Nasılsınız General? Kandan ve Can’dan uzak yıllarınızda tablolarınıza sürdüğünüz renkler, en azından çığlıksızlığıyla, sizi tatmin etmiyordur sanırım. Ama siz de takdir edersiniz ki, bu topraklarda ezilecek, vurulacak, kıyılacak, asılacak düşünebilen insan bırakmadınız o dönemden geriye.
Geleceğin potansiyel gazetecilerini, avukatlarını, bilim insanlarını, yazarlarını, çizerlerini, heykeltraşlarını, mühendislerini, mimarlarını topyekün gözaltlarında , cezaevlerinde, sokaklarda yok ettiniz.
Dil, din, cins, yaş ayrımı yapmadan solda gördüğünüz her canlıya saldırdınız. Parça parça ettiniz her gördüğünüz güzelliği. İşlerinizin şimdi kesat gitmesi olsa olsa bu sebeplerdendir.
Yaralarımız iyileşti...
Belki merak edersiniz; biz sağ kalanların beden yaralarımız iyileşti, cezaevlerinde genç ömürlerimizin güzelim yıllarını bırakıp yeniden hayata karıştık, adımızdan utanmadan yaşamaktayız. Ama unutmadık hiçbir şeyi, unutmadık General.
Yıl dediğiniz 365 gün 6 saatten ibaret.

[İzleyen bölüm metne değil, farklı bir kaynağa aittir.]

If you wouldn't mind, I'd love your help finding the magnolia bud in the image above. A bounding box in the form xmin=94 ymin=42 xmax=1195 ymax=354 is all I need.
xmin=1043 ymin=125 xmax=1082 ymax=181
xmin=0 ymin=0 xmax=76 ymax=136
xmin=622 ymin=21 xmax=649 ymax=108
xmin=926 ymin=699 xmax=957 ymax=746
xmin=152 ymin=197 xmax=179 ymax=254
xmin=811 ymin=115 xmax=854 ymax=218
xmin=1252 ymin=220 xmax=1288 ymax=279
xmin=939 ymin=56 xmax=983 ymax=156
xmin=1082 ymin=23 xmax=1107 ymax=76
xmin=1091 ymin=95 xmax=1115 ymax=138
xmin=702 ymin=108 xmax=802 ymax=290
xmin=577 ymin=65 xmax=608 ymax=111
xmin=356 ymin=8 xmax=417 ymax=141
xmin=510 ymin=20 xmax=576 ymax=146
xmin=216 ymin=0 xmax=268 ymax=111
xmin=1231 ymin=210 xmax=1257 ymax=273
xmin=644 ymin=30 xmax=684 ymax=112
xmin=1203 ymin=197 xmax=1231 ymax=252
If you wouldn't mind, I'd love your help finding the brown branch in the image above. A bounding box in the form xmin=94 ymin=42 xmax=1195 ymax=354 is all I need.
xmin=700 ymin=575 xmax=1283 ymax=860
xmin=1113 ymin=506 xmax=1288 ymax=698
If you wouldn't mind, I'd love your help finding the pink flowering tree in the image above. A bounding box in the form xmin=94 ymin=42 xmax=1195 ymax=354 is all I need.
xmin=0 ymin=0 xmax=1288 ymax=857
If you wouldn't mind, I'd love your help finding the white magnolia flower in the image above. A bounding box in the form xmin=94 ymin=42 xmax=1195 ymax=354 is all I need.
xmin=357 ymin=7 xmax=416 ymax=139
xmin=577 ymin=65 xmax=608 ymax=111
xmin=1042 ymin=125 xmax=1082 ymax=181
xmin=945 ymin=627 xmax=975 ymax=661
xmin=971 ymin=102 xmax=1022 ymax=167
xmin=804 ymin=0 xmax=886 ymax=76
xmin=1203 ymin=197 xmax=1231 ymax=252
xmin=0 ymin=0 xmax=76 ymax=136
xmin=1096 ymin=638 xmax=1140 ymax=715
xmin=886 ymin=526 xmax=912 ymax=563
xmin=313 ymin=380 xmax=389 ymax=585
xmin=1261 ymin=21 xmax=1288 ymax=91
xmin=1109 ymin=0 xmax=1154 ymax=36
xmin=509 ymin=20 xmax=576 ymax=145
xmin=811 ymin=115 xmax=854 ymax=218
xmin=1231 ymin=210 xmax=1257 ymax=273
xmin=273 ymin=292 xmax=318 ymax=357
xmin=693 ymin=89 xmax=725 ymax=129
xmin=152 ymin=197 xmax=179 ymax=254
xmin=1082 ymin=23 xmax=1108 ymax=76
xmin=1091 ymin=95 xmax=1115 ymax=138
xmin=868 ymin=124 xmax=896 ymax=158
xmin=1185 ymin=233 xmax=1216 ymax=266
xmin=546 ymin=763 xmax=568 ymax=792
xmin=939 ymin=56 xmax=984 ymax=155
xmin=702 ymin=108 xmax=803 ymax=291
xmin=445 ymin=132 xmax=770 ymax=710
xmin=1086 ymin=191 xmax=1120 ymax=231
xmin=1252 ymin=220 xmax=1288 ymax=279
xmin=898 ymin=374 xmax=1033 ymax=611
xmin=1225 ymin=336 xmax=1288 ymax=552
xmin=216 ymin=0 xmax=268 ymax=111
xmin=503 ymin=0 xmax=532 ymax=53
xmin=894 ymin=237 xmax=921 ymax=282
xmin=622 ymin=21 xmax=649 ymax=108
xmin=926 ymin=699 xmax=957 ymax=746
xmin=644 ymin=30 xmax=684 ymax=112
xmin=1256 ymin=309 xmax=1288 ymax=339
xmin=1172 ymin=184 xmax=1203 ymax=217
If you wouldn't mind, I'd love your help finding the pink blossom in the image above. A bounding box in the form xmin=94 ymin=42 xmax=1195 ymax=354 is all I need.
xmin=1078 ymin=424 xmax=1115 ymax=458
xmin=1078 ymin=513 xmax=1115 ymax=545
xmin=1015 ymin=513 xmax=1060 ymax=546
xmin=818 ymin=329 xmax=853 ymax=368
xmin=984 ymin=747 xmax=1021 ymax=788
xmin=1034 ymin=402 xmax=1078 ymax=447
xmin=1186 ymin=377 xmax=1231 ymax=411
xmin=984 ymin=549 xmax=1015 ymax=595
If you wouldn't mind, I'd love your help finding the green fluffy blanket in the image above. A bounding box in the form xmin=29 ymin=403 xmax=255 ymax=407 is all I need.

Gün dediğiniz 24 saat, saat dediğiniz 60 dakika, dakika dediğiniz 60 saniye, saniye dediğiniz 10koca salise demek. 10 koca saliselerden oluşan zamanı, her saliseyi etimizde, gönlümüzde duyarak yaşadık ve yaşamaktayız.
Çocukken düştüğümüzde dizlerimizde oluşan yaralar zamanla kabuk bağlar, düşen kabuktan geriye can yakmayan izler kalırdı. Ama o eylülden sonra ne zaman kabuk bağlamaya yüz tutsa içimizdeki yaralar, anıların gelip kapımızı her çalışında yeniden kanadı.
Hangi sararmış fotoğrafla göz göze gelsek, yüreğimizi kemiren öfke, isyan olup gönül pınarlarımızdan aktı.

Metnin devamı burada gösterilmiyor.